SwEYEpinch: Exploring Intuitive, Efficient Text Entry for Extended Reality via Eye and Hand Tracking

Published 3 Apr 2026 in cs.HC | (2604.03520v1)

Abstract: Despite steady progress, text entry in Extended Reality (XR) often remains slower and more effortful than typing on a physical keyboard or touchscreen. We explore a simple idea: use gaze to swipe through a virtual keyboard for the fast, low-effort where and a manual pinch held throughout the swipe for the when, extending and validating it through a series of user studies. We first show that a basic version including a low-latency decoder with spatiotemporal Dynamic Time Warping and fixation filtering outperforms selecting individual keys sequentially, either by finger tapping each or gazing at each while pinching. We then add mid-swipe prediction and in-gesture cancellation, improving words per minute (WPM) without hurting accuracy. We show that this approach is faster and more preferred than previous gaze-swipe approaches, finger tapping with prediction, or hand swiping with the same additions.
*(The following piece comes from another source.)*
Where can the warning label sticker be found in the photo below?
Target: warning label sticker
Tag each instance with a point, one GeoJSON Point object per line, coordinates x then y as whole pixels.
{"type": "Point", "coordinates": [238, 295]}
Furthermore, a seven-day, 30-session study demonstrates sustained learning, with peak performance reaching 64.7 WPM.

Abstract PDF Upgrade to Chat

Authors (8)

Summary

The paper presents a hybrid gaze–pinch paradigm that decouples spatial targeting from explicit commitment, yielding state-of-the-art text entry speeds in XR.
It employs advanced algorithms such as mid-swipe prediction, DTW-based alignment, and contextual language modeling to reduce latency and enhance candidate matching.
User studies demonstrate significant improvements in speed (up to 64.7 WPM), reduced workload, and robust skill transfer compared to traditional XR input methods.
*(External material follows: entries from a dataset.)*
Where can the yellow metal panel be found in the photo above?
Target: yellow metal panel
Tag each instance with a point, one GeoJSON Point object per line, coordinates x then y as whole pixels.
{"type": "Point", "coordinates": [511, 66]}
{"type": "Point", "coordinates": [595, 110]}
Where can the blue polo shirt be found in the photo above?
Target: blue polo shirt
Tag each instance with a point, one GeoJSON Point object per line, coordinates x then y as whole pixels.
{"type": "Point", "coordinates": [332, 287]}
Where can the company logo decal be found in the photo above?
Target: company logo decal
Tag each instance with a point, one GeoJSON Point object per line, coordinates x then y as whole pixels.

SwEYEpinch: A Hybrid Gaze–Pinch Paradigm for High-Performance Text Entry in XR

Introduction

The persistent challenge of efficient text entry in extended reality (XR) environments significantly limits the utility and adoption of head-worn displays (HWDs). Classical input paradigms, such as controller-based raycasting, mid-air hand tracking, and external peripherals, offer at best moderate speeds and often place undue physical or situational constraints on users. Recent research has identified the potential of leveraging eye tracking for rapid, low-effort spatial targeting, but gaze-activated techniques alone are typically bottlenecked by dwell-time latency or unreliable activation, culminating in a fundamental speed cap and high error susceptibility.

This work introduces the SwEYEpinch paradigm (2604.03520), which explicitly divides input into a rapid "where" (gaze for continuous, low-effort target tracing across keys) and a deliberate "when" (a small, explicit manual pinch to delimit and confirm word entry). This hybridization is complemented by algorithmic advances—including mid-swipe prediction and low-friction error correction—enabling state-of-the-art speed and usability on commodity XR hardware.

System Overview and Methods

Interaction Design

SwEYEpinch operationalizes the principle of decoupling target selection from commitment, instantiated as follows:

Gaze-based Word Pathing: Users trace intended words across a virtual QWERTY keyboard using gaze. No dwell or confirmation is necessary per-character.
Pinch Delimiter: Users initiate a pinch gesture before starting their word-swipe and release to signal end-of-word. This explicit gesture disambiguates word boundaries without introducing dwell delays or dwell/Midas touch errors.
Mid-Swipe Prediction: Candidates are presented during swipes (not only post-commit), operationalized via a highly-optimized multi-stage decoder. This enables early commit and reduces unnecessary gaze traversal ("verification glances").
Mid-Swipe Deletion & Deletion Peek: Error correction is supported natively: users can abort ongoing swipes mid-gesture, and a contextual preview window reduces gaze shift for deletions.

Decoding Pipeline

The decoding backbone, Gaze2Word, applies a multi-step denoising and alignment regime essential for real-time, gaze-based swipe processing:

Fixation Filtering (Velocity-Threshold): High-frequency eye-tracking noise is attenuated through identification of fixations (e.g., using I-VT).
Density-Based Spatial Clustering (DBSCAN): Further condensation of fixation points to cluster centers reduces computational load (e.g., reduction from 320 to ~15 points per swipe).
Spatiotemporal Dynamic Time Warping (DTW): Candidate words are aligned using a distance function incorporating both spatial trajectory and temporal progression, improving discrimination and robustness to speed/length variation.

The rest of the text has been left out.